Over the years that we have been auditing our disinfection procedures, apart from episodes of Pseudomonas contamination which have required attention periodically, we have identified mycobacteria in the hospital water supply resistant
to glutaraldehyde. As a result we have had to change from glutaraldehyde to acidic electrolysed water, which provides high-level
disinfection without the danger of staff toxicity or environmental pollution, and has the added advantage of providing inexpensive
sterile rinsing water. The drawback to this system is that it causes deterioration of the outer surface of the endoscope insertion
tube in certain makes of endoscope.
The role of industry 
Manufacturers of endoscopes, reprocessors and disinfectants have important roles to play in improving disinfection technology.

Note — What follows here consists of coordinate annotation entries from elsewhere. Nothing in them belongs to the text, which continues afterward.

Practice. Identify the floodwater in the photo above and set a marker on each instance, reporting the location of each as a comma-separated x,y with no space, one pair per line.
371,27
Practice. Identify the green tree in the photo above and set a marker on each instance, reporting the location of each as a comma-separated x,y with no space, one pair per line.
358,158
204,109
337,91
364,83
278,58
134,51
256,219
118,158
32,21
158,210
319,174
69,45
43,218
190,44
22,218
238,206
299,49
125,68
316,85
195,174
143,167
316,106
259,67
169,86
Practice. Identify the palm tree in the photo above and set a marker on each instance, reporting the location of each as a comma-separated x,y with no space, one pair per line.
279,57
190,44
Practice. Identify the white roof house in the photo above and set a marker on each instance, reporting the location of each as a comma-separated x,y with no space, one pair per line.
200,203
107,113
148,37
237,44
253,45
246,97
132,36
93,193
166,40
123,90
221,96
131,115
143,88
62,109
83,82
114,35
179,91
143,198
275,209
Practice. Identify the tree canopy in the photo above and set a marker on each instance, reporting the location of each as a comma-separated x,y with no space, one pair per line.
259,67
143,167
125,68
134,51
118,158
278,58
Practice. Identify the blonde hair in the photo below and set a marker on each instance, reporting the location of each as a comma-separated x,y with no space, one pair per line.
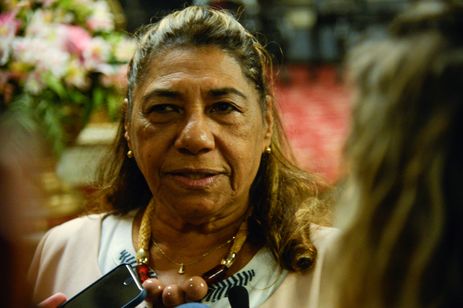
402,245
284,198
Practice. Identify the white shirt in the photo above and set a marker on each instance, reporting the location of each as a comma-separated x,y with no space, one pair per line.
261,276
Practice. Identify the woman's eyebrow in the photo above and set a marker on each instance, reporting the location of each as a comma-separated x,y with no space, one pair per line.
224,91
161,93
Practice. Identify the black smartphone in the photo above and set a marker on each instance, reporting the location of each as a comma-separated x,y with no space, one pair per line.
118,288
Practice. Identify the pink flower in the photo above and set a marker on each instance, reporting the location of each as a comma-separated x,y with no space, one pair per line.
77,40
9,26
9,22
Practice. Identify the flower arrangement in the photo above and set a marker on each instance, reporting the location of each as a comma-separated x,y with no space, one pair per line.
60,60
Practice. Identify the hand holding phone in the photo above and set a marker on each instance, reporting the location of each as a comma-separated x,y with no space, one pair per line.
118,288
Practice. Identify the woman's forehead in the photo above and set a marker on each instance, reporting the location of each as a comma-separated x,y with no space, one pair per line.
207,66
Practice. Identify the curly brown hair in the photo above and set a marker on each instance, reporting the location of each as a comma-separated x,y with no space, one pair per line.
284,198
402,244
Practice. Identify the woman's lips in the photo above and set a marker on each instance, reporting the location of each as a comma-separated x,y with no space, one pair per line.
194,179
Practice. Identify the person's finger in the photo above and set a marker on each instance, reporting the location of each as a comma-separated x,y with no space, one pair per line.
154,288
53,301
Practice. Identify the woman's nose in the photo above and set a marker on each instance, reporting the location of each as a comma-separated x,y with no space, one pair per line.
195,136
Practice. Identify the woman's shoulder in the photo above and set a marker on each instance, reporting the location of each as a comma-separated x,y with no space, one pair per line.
86,224
323,236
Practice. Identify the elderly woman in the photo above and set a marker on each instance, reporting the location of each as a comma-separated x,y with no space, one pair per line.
402,244
201,191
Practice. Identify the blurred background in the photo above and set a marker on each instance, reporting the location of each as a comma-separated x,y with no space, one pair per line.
62,81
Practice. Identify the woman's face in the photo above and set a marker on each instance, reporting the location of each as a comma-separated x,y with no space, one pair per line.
197,132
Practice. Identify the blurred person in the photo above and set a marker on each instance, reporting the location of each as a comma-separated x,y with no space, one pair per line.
201,190
20,154
401,216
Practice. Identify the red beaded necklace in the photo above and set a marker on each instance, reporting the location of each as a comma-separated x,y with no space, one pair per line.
195,288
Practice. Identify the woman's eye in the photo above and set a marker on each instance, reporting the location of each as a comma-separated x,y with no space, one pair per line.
163,108
223,107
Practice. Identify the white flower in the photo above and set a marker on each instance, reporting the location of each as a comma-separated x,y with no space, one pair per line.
96,54
124,49
42,55
76,75
101,18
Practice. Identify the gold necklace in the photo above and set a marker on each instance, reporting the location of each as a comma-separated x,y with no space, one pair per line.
195,288
182,265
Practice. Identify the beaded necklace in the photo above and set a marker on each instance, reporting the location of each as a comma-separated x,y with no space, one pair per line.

It would be desirable for all endoscope channels to be accessible for brushing. There is, as is often stated, no substitute
for thorough mechanical cleaning. This cannot be undertaken unless the channel can be accessed with a brush. Non-toxic, effective,
inexpensive disinfectants must be developed together with the instrument manufacturers to ensure that our endoscopes and equipment
as well as our staff and patients are safe.
Manual cleaning is key 
Every article on endoscope disinfection, including Dr Cowen's, emphasizes repeatedly that the most important step in endoscope
disinfection is thorough manual cleaning. Is it not time to concentrate our efforts to ensure that this takes place?
References 
1 Cheung, RJ, Ortiz, D & DiMarino, AJ Jr. GI endoscopic reprocessing practices in the United States. Gastrointest Endosc 1999; 50: 3628. PubMed
2 Rembacken, B, Butler, A & Axon, A. What is happening in the British endoscopy units? Endoscopy 2000; 32 (Suppl. 1): E65.